Но спустя какое-то время… Годы?... Минуты?... Мгновения?... Не знаю, не могу оценить… Где-то в глубине моего мозга… А может быть наяву?... Стали зарождаться какие-то смутные образы, расплывчатые фигуры, какие-то отрывочные кадры, сценки, ещё непонятные, но уже чем-то странно знакомые. Они наплывали друг на друга, мешая мне разобраться в них, но стоило мне на какую-то долю секунды зафиксировать своё внимание на одной из них, как все остальные стали тут же таять, уступая место в сознании той одной, которая была случайно (СЛУЧАЙНО ЛИ?) выбрана мною. Картина наливалась цветом, звуками, ощущениями, как бы всасывая меня внутрь себя. Меня тянуло туда, я чувствовал, что моё место там, в этой картинке, сценке, образе, как хотите. Не снаружи, в качестве зрителя, а там, внутри. И вся эта картина – это я. Не в силах сопротивляться этому ощущению, я открыл глаза, и оказался сидящим на корточках на бетонной дорожке, возле огромного деревенского дома. Локоть левой руки моей был разбит, рассечён,  кожа разошлась, и в этом разрыве я мог видеть красную свою плоть. Кровь ещё не пошла, даже боли я не чувствовал. Пока было только страшно. Но страх мой заглушался неестественно ярким ощущением летнего тепла, покоя окружавших меня огромных деревьев, нежным пением птиц, медвяным запахом цветов и трав… Я помнил всё это, но почему? … Что это было?... И тут меня осенило – ведь это же я, я разбил локоть, на дорожке возле бабушкиного дома…Но ведь было очень, очень давно, ещё в детстве… Тогда мне было не более пяти лет… Так давно… Я вспомнил, что произойдёт сейчас… И это произошло. Из раны на локте хлынула кровь, и всё моё маленькое тело пронзила резкая, кажущаяся нестерпимой, боль. И слёзы уже полились из моих глаз, и рёв, вызванный болью и острой жалостью к самому себе, готов был вырваться из моего рта. Но тут, сам не знаю почему, я впервые в жизни смог и захотел подавить его. Ведь я мужчина, а мужчины не плачут. И я почувствовал невероятную гордость, когда мне удалось успокоиться, не заплакать, не зареветь, а достойно вытерпеть… Ну, пускай только боль.

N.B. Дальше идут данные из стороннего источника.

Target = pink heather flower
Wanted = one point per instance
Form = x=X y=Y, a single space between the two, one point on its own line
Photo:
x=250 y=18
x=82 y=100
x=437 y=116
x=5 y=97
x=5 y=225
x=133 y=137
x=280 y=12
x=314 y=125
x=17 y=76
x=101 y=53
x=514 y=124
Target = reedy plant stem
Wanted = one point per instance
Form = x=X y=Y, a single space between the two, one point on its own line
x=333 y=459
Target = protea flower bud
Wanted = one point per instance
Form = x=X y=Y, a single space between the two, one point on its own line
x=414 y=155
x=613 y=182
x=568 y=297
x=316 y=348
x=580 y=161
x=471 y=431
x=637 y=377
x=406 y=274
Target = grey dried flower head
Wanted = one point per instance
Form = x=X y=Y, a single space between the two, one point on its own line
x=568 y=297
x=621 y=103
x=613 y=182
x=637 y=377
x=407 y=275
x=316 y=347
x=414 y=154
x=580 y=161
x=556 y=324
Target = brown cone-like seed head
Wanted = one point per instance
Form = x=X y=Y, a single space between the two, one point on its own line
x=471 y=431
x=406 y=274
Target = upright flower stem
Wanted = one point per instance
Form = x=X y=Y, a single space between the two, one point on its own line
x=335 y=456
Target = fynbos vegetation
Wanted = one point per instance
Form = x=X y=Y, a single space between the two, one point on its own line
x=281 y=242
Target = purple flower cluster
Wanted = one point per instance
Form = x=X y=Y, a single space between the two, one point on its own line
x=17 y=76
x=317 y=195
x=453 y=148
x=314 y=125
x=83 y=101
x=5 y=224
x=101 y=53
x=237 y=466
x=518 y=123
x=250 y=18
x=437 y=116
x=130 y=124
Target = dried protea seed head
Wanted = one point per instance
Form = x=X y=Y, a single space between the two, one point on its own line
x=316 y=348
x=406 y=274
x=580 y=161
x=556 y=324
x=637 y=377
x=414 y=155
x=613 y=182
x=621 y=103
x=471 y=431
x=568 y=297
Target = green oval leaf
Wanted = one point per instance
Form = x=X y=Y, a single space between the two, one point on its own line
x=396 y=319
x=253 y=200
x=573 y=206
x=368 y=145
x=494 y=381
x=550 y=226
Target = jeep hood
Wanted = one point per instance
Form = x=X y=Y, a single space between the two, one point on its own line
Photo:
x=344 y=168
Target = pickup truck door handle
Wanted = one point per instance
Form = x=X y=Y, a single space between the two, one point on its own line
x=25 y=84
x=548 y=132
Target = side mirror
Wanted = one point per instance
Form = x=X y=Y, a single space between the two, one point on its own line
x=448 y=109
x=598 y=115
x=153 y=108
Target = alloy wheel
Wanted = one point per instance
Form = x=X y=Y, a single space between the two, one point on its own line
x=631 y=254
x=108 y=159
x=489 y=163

Насладиться этой картиной мне не удалось. Мне так хотелось оглянуться вокруг, ещё раз вдохнуть, впитать в себя весь этот маленький, но такой ласковый, нежный и добрый мир моего детства – несколько домов, деревьев, немного неба и солнца, трав и птиц, ту микроскопическую часть Вселенной, которая в памяти разрастается в огромную Страну Детства, но всё потемнело, как-то изменилось, стало вдруг страшным и непонятным, даже отталкивающим… Но это тоже был МОЙ мир, мир моих детских воспоминаний, но мир ночной, зловещий, пугающий, когда за каждым знакомым кустом в заросшем саду таилось какое-то неизвестное чудовище, никогда мною не виданное, но от того ещё более страшное. Они, эти чудовища, таились в саду, и как бы я не пытался увидеть их, освещая кусты и деревья тонким лучом карманного фонарика, они оставались неуловимы. Они перебегали от укрытия к укрытию, мгновенно исчезая, если на них падал лучик света, но не бесследно, они тут же появлялись в других, ещё более укромных уголках сада. Они постоянно замышляли что-то омерзительное и гадкое, и шуршали в темноте, переговариваясь шёпотом и тихо хихикая, потирая тоненькие цепкие паучьи лапки и, ухмыляясь, скалили тонкогубые ротики, наполненные несколькими рядами острых маленьких зубов.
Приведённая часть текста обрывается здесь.